After 15 days of compelling clay-court drama, the 2021 edition of Roland Garros has concluded.

We reflect on the main takeaways from the year’s second Grand Slam tournament.

Djokovic now the men's 'GOAT'?

It’s a loaded question to pose, given Djokovic still trails Roger Federer and Rafael Nadal in the major titles tally. But with his triumph at Roland Garros in 2021, he has separated himself from his principle rivals in the men's game. 

Djokovic is the only member of the 'Big Three' to have won all four major titles at least twice, and the only one to win the Australian Open and Roland Garros titles in the same year – another feat he has now achieved twice. With his semifinal win over Nadal, he became the first player in history to defeat Nadal more than once in Paris, and the first to go on to win the title after doing so.

DJOKOVIC: "I never thought it was a mission impossible"

He extended his lead in the head-to-head series with Nadal to 30-28 and has now won seven of their past 12 meetings at Slams, after dropping the first five. He also leads the head-to-head series against Federer 27-23, including 11-6 at Slams. 

Earlier this season he also surpassed Federer as the player with the most weeks in history as the world’s No.1 ranked player.

Women’s game open as ever

Parity on the WTA tour is nothing new. But in recent years, major champions have backed up their breakthroughs with additional Slam trophies and an impressive consistency was beginning to define the top players’ 2021 seasons.  

That counted for little in what was perhaps the most surprising women’s event in the tournament’s history.

Nine of the top 12 seeds were gone before the quarterfinals, leaving Iga Siwatek as the only major champion and top-10 player remaining in the final eight. When she was stunned by Maria Sakkari, it was anyone’s guess who would come through for their first Grand Slam title.

Granted, this situation was made possible by a number of unusual circumstances. There were freak injuries to Simona Halep before the tournament and Petra Kvitova during it, ending their campaigns. There was Naomi Osaka’s unprecedented withdrawal. And there were ailments afflicting Ash Barty (in tournament) and Garbine Muguruza and Bianca Andreescu (in the lead-up), contributing to their early exits.

All of those women mentioned are Grand Slam champions.

The brilliance of Barbora Krejcikova

So too, now, is Barbora Krejcikova, who came through that wide-open draw to claim an incredible victory.

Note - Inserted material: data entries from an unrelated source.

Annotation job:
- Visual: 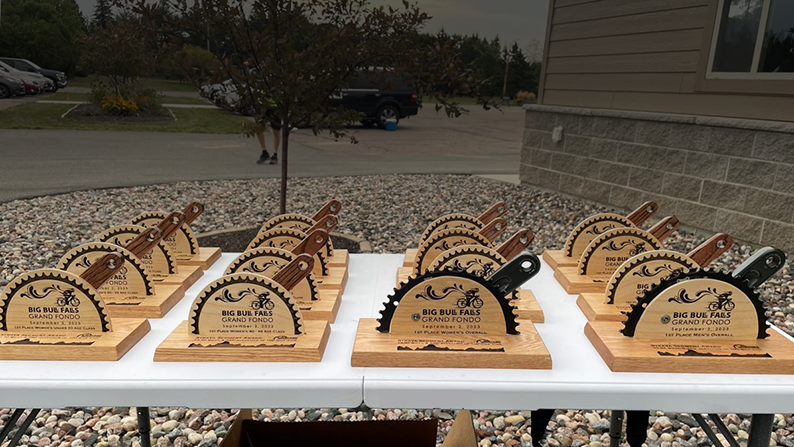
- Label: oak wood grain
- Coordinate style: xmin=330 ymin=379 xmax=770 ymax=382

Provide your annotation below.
xmin=80 ymin=253 xmax=124 ymax=289
xmin=273 ymin=253 xmax=314 ymax=290
xmin=496 ymin=229 xmax=535 ymax=260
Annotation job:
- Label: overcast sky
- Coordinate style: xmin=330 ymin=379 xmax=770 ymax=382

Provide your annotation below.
xmin=77 ymin=0 xmax=549 ymax=47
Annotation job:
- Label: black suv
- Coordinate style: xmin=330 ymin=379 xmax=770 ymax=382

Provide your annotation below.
xmin=0 ymin=57 xmax=67 ymax=92
xmin=328 ymin=69 xmax=422 ymax=129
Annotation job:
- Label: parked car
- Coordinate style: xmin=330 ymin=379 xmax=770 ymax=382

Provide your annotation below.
xmin=0 ymin=74 xmax=25 ymax=98
xmin=0 ymin=61 xmax=53 ymax=94
xmin=0 ymin=57 xmax=68 ymax=92
xmin=328 ymin=68 xmax=422 ymax=129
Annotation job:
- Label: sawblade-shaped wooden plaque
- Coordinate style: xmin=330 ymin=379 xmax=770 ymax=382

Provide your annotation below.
xmin=351 ymin=256 xmax=551 ymax=369
xmin=0 ymin=260 xmax=149 ymax=361
xmin=58 ymin=242 xmax=184 ymax=318
xmin=578 ymin=228 xmax=662 ymax=280
xmin=155 ymin=254 xmax=330 ymax=362
xmin=96 ymin=225 xmax=177 ymax=281
xmin=225 ymin=247 xmax=342 ymax=323
xmin=130 ymin=211 xmax=199 ymax=262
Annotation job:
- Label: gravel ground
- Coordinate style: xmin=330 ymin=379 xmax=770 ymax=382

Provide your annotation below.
xmin=0 ymin=175 xmax=794 ymax=447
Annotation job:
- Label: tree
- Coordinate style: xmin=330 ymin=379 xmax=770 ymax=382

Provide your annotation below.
xmin=91 ymin=0 xmax=113 ymax=29
xmin=0 ymin=0 xmax=85 ymax=74
xmin=115 ymin=0 xmax=496 ymax=213
xmin=83 ymin=17 xmax=153 ymax=98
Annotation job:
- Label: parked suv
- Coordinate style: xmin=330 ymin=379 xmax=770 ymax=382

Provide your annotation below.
xmin=328 ymin=69 xmax=422 ymax=129
xmin=0 ymin=73 xmax=25 ymax=98
xmin=0 ymin=57 xmax=68 ymax=92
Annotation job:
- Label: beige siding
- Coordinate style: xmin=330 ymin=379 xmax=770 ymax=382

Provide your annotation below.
xmin=540 ymin=0 xmax=794 ymax=121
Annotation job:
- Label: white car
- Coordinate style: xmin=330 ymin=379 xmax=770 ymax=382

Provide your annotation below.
xmin=0 ymin=62 xmax=55 ymax=92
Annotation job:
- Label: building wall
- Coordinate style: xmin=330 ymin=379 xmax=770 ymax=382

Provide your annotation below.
xmin=538 ymin=0 xmax=794 ymax=122
xmin=520 ymin=105 xmax=794 ymax=252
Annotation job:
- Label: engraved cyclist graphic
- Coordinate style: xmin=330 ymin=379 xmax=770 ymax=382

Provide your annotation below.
xmin=416 ymin=284 xmax=484 ymax=309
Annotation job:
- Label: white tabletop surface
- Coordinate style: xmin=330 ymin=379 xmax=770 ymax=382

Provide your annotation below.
xmin=0 ymin=254 xmax=794 ymax=413
xmin=0 ymin=254 xmax=372 ymax=408
xmin=364 ymin=256 xmax=794 ymax=413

While well-known within tennis circles, the Czech world No.33 was, arguably, a mostly anonymous figure among casual fans until they discovered a wonderfully articulate, charming player with a complete game, and someone who warmed hearts as she openly discussed the ongoing influence of late coach Jana Novotna.

RELATED: Mental gains key to Krejcikova becoming champion

Krejcikova completed a dream fortnight in Paris, becoming the first player since Mary Pierce 21 years earlier to win both the singles and doubles titles.

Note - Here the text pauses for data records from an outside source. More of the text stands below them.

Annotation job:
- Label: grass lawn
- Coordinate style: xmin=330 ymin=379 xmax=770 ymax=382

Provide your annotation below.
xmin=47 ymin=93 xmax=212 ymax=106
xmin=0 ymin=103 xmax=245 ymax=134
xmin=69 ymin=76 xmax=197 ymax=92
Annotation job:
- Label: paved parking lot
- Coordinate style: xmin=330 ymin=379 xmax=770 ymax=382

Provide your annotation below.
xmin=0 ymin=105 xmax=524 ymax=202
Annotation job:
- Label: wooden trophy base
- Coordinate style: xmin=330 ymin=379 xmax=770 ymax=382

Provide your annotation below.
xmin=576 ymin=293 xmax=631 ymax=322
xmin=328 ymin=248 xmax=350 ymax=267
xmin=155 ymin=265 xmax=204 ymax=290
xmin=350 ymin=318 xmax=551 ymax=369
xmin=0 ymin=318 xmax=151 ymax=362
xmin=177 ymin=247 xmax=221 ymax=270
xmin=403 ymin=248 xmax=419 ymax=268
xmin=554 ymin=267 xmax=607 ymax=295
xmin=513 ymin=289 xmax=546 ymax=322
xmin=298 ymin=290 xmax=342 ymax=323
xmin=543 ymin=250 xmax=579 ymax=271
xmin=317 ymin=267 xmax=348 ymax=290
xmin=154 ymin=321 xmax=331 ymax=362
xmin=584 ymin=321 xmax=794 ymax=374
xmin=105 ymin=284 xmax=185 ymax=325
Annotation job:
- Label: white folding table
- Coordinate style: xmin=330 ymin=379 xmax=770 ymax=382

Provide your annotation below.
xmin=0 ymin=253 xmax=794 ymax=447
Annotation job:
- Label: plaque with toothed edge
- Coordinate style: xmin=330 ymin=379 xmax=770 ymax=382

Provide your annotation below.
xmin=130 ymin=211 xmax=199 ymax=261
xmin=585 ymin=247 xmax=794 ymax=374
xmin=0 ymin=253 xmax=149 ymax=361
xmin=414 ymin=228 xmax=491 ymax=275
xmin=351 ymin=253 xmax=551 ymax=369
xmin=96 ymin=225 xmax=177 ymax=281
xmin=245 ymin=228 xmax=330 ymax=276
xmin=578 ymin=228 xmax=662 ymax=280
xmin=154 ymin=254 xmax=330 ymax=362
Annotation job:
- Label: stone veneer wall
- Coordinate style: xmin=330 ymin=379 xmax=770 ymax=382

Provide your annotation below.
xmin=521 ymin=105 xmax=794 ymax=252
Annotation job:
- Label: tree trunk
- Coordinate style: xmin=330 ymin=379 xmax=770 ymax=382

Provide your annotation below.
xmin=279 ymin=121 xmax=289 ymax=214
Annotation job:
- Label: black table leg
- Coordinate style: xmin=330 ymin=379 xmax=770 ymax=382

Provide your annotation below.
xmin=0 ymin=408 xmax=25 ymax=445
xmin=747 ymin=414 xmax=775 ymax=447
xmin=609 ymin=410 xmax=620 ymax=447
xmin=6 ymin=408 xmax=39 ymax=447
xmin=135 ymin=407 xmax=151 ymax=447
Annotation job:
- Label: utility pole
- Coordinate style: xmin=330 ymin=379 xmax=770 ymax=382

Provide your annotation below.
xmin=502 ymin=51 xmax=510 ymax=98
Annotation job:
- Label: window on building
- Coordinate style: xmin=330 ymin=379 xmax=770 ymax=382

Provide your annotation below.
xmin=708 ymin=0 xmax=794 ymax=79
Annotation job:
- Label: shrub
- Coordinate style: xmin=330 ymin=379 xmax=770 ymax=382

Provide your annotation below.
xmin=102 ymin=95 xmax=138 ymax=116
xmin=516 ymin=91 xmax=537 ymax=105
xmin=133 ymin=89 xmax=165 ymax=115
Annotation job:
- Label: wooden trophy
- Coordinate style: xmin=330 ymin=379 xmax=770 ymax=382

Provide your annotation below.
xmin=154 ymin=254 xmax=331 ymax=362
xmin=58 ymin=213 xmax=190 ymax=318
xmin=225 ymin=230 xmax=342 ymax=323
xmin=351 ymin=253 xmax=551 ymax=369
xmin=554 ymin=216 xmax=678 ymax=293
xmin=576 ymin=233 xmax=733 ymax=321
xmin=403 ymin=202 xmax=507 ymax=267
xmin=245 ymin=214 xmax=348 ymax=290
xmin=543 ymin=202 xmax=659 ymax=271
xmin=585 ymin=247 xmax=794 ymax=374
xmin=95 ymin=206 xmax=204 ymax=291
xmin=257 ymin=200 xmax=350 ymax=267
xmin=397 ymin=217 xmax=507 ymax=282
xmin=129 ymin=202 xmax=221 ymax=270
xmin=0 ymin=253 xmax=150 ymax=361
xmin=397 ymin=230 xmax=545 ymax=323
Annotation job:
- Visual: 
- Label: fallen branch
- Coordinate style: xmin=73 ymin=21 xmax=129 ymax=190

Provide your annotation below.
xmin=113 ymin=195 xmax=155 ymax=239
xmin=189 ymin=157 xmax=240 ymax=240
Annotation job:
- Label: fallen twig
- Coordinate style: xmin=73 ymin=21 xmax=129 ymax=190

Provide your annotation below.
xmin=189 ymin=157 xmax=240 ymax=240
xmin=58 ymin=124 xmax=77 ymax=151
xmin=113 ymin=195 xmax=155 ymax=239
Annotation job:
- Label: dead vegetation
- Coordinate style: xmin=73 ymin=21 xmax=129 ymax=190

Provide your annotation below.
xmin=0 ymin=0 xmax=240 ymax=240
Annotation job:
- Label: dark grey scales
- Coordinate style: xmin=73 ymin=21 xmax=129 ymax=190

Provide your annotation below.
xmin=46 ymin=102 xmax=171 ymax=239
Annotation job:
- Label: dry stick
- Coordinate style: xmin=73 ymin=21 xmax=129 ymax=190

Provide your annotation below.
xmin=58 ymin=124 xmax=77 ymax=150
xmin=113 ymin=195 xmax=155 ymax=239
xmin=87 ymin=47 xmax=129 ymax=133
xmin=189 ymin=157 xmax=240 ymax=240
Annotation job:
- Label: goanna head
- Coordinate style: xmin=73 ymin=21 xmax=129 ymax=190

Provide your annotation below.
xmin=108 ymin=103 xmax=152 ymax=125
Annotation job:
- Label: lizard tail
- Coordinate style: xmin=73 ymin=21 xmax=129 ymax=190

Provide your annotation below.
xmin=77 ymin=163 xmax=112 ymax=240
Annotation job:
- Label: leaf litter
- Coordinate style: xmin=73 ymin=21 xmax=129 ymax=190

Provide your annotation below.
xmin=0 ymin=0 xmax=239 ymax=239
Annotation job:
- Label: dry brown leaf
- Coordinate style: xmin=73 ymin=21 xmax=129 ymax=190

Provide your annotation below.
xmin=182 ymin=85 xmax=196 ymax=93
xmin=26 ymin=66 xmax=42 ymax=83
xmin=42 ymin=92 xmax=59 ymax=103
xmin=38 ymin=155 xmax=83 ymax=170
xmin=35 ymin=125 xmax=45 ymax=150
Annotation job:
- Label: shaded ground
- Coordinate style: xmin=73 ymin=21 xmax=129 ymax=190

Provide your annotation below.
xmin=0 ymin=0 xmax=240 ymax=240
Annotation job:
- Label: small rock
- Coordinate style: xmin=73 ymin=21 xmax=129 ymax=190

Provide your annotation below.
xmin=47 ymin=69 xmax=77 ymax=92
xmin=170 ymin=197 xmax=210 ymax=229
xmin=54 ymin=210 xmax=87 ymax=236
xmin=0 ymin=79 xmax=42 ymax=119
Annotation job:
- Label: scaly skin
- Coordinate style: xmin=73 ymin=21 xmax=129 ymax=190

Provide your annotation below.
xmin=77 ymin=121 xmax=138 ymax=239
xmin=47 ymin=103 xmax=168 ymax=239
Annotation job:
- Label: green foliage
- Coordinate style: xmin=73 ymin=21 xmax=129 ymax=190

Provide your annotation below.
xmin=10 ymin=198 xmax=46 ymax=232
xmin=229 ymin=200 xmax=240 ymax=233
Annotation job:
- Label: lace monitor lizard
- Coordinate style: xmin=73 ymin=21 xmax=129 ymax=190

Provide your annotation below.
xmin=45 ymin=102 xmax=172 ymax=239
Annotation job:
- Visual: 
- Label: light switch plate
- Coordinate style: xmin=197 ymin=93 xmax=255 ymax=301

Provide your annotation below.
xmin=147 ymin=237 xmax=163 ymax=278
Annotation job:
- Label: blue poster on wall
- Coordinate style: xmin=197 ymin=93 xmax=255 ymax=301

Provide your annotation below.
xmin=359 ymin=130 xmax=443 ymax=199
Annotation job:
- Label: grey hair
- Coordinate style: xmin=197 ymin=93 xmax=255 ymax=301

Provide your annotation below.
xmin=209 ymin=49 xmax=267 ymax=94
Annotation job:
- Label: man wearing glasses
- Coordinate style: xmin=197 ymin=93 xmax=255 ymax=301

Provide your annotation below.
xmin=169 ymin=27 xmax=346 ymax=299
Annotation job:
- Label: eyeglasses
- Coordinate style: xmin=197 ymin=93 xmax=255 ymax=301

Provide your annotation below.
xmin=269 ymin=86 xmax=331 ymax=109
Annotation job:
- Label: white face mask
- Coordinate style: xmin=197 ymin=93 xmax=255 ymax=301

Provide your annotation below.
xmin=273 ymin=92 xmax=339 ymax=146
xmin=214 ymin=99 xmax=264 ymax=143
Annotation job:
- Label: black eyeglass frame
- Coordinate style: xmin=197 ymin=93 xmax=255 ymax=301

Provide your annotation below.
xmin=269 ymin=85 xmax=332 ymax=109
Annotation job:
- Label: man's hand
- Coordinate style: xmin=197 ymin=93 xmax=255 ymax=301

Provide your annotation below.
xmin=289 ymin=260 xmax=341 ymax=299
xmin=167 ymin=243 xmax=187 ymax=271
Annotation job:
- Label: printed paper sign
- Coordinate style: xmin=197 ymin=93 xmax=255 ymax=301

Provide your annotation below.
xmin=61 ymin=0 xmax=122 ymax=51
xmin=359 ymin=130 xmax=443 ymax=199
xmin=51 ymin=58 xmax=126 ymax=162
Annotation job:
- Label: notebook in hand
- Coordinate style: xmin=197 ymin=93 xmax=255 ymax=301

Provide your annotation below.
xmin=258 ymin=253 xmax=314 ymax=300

Pierce welcomed Krejcikova to an illustrious group of players who had also achieved the feat, and the 25-year-old also joined some incredible company when she became just the fourth active player – along with Serena and Venus Williams, and Samantha Stosur – to have won Grand Slam titles in all three disciplines.

Rising stars getting closer…

Tsitsipas’ five-set loss in the men’s final means that Djokovic and Nadal continue to monopolise the majors, having won 10 of the past 11 between them.

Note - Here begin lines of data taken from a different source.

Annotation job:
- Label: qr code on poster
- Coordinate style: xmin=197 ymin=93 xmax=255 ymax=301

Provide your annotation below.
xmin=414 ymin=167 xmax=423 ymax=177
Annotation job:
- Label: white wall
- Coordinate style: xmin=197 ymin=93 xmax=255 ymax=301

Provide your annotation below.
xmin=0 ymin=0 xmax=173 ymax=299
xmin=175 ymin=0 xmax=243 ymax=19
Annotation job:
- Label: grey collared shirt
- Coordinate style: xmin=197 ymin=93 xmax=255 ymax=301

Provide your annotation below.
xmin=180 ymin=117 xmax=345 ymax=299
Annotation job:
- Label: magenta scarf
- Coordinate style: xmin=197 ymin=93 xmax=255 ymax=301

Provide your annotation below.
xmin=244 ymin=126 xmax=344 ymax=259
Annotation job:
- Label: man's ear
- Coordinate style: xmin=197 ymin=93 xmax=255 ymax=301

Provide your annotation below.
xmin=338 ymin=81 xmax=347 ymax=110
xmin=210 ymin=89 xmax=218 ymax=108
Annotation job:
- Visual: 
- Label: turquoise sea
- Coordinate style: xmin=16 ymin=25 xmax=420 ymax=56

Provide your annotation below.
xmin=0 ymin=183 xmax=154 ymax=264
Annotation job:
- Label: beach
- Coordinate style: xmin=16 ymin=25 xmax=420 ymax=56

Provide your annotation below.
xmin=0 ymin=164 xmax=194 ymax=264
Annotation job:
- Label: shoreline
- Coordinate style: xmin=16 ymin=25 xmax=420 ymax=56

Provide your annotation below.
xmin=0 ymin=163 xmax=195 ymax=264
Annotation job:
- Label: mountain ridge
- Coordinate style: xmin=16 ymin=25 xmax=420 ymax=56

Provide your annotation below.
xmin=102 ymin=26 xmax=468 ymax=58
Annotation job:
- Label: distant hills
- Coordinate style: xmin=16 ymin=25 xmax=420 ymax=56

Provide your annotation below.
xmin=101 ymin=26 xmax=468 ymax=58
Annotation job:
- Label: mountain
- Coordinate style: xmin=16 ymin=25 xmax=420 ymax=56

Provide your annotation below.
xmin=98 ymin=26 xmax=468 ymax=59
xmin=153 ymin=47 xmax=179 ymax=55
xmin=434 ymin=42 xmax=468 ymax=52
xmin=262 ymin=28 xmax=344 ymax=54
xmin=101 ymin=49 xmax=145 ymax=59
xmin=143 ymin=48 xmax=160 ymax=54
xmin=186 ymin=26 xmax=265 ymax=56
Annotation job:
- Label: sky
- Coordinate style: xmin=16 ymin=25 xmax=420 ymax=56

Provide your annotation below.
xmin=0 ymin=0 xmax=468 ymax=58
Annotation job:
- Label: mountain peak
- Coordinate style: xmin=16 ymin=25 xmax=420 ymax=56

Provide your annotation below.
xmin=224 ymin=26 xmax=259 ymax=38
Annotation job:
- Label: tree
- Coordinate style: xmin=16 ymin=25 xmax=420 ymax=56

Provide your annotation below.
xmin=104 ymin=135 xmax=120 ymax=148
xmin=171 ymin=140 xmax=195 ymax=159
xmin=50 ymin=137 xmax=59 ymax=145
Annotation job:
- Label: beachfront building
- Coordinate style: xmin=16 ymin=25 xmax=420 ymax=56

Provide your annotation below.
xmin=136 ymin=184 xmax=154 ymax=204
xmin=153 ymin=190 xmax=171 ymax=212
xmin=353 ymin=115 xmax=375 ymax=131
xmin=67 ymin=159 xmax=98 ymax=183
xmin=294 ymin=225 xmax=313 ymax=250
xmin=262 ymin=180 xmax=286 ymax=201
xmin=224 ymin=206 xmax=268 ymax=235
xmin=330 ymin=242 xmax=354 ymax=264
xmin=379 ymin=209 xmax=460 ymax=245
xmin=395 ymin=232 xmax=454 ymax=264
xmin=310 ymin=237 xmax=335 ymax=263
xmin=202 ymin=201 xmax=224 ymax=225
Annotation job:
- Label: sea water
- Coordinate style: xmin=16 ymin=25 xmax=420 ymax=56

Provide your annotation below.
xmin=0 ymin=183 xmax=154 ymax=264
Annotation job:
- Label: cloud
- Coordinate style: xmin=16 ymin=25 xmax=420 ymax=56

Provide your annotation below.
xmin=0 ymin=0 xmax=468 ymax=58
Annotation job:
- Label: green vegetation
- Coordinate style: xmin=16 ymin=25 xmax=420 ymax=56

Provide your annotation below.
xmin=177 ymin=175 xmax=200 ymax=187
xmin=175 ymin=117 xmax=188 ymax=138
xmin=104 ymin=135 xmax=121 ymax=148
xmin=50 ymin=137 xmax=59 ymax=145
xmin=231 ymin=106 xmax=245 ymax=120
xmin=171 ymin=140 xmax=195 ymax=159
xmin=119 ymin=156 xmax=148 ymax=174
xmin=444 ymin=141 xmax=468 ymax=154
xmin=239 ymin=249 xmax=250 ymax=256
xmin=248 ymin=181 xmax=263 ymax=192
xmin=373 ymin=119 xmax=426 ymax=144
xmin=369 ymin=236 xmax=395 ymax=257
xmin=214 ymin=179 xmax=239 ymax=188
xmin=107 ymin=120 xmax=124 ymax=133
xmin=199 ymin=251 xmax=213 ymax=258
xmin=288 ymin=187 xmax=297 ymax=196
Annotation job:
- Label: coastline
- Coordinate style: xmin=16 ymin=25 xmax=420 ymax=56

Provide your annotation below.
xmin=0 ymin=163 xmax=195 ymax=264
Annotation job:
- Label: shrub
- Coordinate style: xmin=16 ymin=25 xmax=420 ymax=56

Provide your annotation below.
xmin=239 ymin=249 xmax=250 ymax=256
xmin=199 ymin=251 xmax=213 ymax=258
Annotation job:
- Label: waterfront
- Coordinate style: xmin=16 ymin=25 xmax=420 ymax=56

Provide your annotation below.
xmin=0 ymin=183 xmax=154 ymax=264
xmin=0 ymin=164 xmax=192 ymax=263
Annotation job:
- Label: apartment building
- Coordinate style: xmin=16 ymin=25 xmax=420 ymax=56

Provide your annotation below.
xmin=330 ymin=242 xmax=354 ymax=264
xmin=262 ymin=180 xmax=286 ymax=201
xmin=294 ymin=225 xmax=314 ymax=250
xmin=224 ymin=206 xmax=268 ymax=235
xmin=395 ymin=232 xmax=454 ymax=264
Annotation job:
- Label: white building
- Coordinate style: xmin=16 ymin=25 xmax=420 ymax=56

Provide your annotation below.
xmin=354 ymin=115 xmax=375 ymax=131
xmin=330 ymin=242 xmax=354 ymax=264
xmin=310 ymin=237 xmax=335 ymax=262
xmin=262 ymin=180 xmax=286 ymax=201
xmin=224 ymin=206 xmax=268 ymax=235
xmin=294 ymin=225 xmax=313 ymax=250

But he came incredibly close, just as Daniil Medvedev, a quarterfinalist in Paris, did against Nadal in the 2019 US Open final. Alexander Zverev, a Roland Garros semifinalist, also fell in five sets in the US Open final the following year. Dominic Thiem stretched Djokovic to five sets in the AO 2020 final, before breaking through in New York against Zverev later that season.

Whether any of those younger guns ultimately dethrone a member of the Big Three in a Grand Slam final is unknown. 

But given this group’s talent and desire, and steady improvement, the future looks bright for the sport when those legends inevitably end their careers.

Add to this the notable performances of teenagers Lorenzo Musetti, Jannik Sinner and Carlos Alcaraz in Paris, and the picture looks even rosier.

Stage magnificently set for Wimbledon

Wimbledon is now just two weeks away, with Roland Garros pushed back a week from its typical position on the calendar.

And given what transpired in Paris, there is so much more at stake at the All England Club.

With Federer and Serena Williams reaching the Roland Garros second week with little match play on their least-preferred surface, does that bode well for their Wimbledon chances?

Will the disappointments felt by the top women in Paris boost their desire and motivation on grass?

Will Novak Djokovic continue to create history and draw level with Federer and Nadal on 20 major titles?

Or will another unexpected champion – à la Krejcikova – emerge to surprise us all?

Thanks to what we witnessed throughout a dramatic French Open fortnight, it has left us wanting even more as an incredible 2021 season continues to unfold.